There is a fundamental difference between a Hash Table and a Search Tree: the latter is sorted. Many databases operations imply sorting:

- get the nth element
- get the top n elements
- get the elements in [a,b]

In all those cases, a Hash Table is useless.

Furthermore, databases need to juggle with huge datasets (in general), which means that they need to organize their data in order to minimize IO (disk read/write). Here, the sorted nature of a Search Tree mean that (in the index) elements that are likely to be accessed together (because they share much) will also be grouped together instead of being scattered to the four corners of the disk.

Finally, *internally* Oracle may use Hash Tables in its execution plan. When you perform an operation that requires the intersection of two sets of rows, the optimization engine may decide that storing the (temporary) sets in Hash Tables is the fastest way to go.

Now, regarding performance.

Indeed, the performance of Search Trees is generally well-known and easy to understand O(log N) is nice and tidy.

On the other hand, as I said, there are many different Hash Tables implementation possible, as well as strategies to handle both growth and shrink... definitely more complicated.

A simple example of structure, a Hash Table may use:

- Open Addressing: the hash table is an array of elements, the hash indicates the slot of the array in which to put the element, if the slot is full there is a strategy to locate another slot.

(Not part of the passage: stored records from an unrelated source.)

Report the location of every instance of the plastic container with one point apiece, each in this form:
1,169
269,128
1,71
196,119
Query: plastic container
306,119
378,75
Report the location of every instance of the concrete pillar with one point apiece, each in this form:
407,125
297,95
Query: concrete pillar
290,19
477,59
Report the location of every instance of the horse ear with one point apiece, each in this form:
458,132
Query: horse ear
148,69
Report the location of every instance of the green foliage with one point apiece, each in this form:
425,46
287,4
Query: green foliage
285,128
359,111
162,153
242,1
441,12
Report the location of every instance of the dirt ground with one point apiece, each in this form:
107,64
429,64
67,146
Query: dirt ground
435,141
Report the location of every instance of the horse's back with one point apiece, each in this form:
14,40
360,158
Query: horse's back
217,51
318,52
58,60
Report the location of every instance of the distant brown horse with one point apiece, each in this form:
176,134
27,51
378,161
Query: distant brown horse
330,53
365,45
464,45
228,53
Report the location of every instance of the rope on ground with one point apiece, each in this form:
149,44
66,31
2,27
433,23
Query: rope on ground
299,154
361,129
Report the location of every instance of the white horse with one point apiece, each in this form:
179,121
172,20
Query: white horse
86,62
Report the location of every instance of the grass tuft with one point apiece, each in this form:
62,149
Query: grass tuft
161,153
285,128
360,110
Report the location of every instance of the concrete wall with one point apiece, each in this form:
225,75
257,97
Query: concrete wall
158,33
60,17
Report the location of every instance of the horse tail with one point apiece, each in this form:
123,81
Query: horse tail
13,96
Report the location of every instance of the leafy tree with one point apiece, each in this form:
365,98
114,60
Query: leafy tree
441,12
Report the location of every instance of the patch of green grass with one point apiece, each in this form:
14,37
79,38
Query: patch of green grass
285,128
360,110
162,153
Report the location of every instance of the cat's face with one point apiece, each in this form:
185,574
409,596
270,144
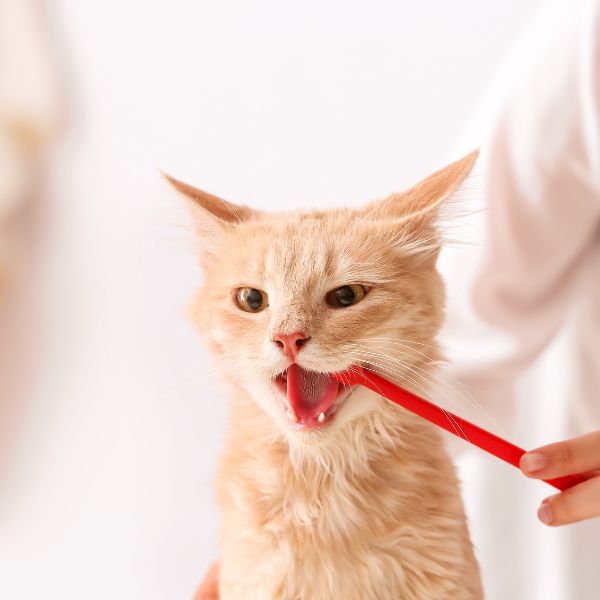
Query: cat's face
289,299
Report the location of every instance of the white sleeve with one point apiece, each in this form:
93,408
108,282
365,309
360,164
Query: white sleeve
538,184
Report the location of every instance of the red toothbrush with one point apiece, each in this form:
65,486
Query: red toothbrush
446,420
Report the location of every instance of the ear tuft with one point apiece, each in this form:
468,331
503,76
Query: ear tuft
212,218
411,219
422,202
223,210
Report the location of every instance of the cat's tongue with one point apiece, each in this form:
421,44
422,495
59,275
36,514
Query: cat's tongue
310,393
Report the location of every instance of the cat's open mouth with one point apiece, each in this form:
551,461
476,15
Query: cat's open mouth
313,398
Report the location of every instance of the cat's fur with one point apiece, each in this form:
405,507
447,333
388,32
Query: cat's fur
369,507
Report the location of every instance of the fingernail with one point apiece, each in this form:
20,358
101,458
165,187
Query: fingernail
545,513
533,462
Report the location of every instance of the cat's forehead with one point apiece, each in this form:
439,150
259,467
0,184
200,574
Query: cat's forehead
304,249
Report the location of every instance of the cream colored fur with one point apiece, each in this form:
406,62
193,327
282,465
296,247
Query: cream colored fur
368,508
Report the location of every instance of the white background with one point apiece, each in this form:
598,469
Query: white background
112,422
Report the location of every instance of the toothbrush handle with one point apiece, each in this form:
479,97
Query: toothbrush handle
446,420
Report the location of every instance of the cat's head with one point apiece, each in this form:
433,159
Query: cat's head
290,298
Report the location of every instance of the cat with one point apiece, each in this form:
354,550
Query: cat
329,491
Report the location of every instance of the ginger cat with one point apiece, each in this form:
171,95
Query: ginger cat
328,491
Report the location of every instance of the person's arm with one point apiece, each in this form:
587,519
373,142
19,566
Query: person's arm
209,588
540,176
579,455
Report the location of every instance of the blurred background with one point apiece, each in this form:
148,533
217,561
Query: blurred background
110,419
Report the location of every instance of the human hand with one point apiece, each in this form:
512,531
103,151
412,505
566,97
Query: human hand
209,588
580,455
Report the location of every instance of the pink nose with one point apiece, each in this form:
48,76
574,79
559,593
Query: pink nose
290,344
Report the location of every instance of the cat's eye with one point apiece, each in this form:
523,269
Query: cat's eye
251,299
346,295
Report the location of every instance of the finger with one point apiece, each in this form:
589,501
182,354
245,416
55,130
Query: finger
209,588
578,455
575,504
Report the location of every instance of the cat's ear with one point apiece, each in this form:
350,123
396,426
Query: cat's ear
212,217
411,217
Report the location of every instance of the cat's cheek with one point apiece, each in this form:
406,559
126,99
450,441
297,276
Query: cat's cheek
262,393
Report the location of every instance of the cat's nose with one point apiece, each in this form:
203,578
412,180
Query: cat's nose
290,344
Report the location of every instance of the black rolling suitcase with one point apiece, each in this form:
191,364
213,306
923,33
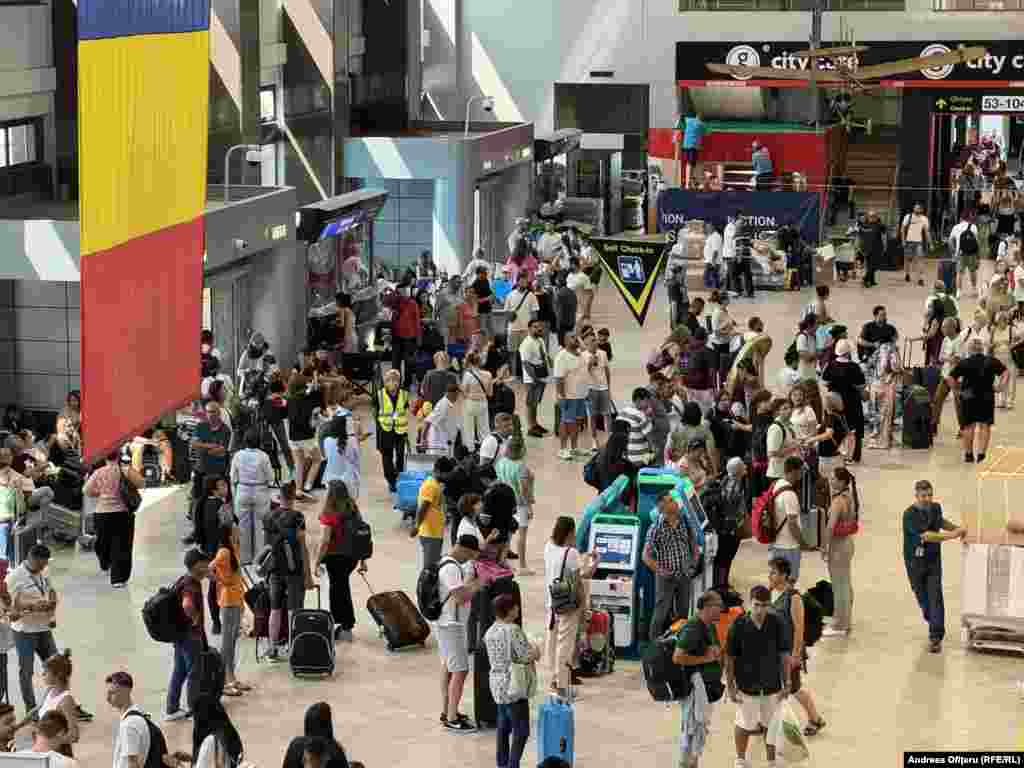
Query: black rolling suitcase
484,709
312,641
918,419
206,677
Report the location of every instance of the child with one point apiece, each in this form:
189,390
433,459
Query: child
604,341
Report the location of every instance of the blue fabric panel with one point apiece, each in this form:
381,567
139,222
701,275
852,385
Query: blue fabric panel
108,18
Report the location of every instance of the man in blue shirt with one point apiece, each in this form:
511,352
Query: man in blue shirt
693,130
924,530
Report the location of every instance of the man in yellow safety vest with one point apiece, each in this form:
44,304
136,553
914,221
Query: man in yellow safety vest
392,424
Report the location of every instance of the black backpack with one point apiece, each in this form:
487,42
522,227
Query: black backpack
968,243
666,680
428,596
163,615
158,744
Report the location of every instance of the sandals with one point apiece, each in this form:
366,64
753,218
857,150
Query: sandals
813,726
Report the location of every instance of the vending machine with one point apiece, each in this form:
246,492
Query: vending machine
616,540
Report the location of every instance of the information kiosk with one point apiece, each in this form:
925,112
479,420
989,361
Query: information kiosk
616,540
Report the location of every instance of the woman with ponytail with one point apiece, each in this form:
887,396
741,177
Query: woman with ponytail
837,549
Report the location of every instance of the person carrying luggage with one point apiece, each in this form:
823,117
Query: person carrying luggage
513,676
392,427
697,650
289,574
339,507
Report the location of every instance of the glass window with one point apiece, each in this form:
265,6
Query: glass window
22,143
267,104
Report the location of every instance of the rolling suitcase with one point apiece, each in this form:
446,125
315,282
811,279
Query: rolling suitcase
206,677
556,729
312,641
484,709
397,619
918,419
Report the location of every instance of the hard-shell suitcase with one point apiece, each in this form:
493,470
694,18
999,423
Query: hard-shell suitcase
556,730
409,488
484,709
206,677
397,619
312,641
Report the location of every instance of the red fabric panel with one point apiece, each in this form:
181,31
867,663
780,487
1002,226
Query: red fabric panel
141,315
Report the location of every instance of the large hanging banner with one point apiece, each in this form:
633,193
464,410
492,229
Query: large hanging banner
763,211
143,69
633,266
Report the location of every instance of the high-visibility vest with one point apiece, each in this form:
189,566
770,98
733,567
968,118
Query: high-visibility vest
393,417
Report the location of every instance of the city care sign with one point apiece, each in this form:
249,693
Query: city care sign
1001,68
633,266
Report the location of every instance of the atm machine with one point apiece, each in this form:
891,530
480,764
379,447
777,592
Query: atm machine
616,539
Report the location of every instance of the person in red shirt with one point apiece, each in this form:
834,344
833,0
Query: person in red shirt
407,330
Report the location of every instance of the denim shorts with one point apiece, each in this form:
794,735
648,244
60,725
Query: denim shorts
573,410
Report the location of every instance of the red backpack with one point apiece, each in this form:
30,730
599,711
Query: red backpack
763,515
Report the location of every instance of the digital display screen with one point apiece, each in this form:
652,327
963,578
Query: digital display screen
616,546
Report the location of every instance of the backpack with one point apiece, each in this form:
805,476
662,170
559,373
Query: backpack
667,681
163,615
283,543
968,243
813,616
357,538
590,472
158,744
763,515
428,595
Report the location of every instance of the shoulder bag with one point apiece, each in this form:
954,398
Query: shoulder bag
564,597
128,494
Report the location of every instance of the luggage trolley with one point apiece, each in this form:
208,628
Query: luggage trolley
992,598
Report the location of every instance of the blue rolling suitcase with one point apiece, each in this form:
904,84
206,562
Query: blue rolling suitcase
409,488
556,730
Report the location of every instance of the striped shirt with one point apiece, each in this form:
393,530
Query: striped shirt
639,449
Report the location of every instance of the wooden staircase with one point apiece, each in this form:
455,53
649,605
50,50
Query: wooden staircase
872,166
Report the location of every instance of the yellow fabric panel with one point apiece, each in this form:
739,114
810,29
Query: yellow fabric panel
142,130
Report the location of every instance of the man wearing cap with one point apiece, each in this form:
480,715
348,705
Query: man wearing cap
457,583
186,649
671,553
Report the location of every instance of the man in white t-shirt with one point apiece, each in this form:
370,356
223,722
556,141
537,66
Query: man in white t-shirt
572,386
444,422
457,583
131,747
579,282
524,306
49,733
786,516
913,232
598,373
534,354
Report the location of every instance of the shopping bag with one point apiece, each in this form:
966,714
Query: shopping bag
785,735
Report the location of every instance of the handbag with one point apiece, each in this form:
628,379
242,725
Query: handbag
128,494
522,680
563,591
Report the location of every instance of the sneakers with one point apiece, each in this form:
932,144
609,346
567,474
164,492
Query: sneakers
459,726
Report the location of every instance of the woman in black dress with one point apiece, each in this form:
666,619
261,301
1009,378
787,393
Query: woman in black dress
847,380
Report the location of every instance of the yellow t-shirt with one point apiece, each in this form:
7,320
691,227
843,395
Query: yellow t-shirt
433,522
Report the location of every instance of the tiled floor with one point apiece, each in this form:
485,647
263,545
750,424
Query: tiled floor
880,690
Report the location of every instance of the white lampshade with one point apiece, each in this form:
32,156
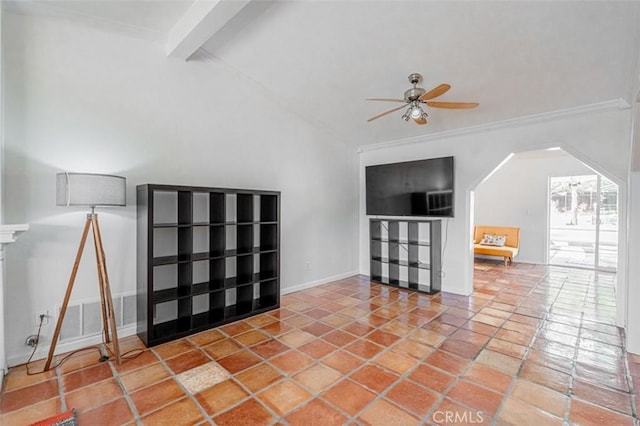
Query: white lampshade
88,189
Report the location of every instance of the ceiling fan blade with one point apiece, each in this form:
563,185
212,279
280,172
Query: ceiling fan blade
385,113
386,100
435,92
453,105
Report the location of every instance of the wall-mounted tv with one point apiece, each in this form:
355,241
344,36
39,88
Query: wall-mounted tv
412,188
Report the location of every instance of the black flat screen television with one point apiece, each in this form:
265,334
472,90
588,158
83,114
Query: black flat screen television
412,188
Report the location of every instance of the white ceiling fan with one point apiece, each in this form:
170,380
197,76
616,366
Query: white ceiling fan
416,97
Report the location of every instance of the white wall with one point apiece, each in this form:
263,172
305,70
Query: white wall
598,138
80,99
516,195
633,295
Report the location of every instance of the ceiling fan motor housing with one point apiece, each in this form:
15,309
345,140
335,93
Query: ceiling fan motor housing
413,94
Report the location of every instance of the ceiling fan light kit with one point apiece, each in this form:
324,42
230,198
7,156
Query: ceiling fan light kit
415,96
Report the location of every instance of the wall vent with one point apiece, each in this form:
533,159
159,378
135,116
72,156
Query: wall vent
84,319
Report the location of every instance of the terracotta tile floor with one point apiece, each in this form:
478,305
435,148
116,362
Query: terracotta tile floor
532,345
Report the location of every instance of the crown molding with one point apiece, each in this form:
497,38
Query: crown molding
612,105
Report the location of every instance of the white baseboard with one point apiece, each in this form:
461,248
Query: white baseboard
315,283
64,347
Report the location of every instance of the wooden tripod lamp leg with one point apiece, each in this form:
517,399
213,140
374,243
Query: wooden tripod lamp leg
67,294
105,289
103,303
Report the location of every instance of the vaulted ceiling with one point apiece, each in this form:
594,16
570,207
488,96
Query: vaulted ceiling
322,59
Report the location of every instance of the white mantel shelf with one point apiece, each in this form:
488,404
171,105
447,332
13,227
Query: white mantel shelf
9,233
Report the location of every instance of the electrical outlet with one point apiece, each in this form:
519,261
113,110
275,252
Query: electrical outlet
45,320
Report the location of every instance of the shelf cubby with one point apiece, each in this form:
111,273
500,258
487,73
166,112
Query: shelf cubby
406,253
206,256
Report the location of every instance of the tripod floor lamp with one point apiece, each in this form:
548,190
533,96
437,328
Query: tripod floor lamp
91,190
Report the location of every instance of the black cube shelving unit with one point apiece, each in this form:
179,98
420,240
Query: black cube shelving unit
406,253
206,257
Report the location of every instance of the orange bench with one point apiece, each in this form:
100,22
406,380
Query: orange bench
508,251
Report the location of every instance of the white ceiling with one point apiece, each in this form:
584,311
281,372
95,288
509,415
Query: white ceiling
321,59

The same strategy is used for searching.
- Buckets: the hash table is an array of pointers to buckets, the hash indicates the slot of the bucket in which to put the elements. It is assumed that the bucket can grow infinitely.

Those two strategies have extremely different characteristics, and the latter characteristics also depend on the buckets implementations (the easy implementation is to use a simple linked-list).

But even if you pick an implementation, its performance is based on the hash function distribution, which varies depending on the input sequence itself!

My personal advice ? To pick between `unordered_map`

and `map`

in C++, I simply ask myself about whether I need sorted elements or not. If I need them to be sorted I use a `map`

, otherwise I use an `unordered_map`

. Most of the times, the performances are just as good anyway, so it's just **semantics**.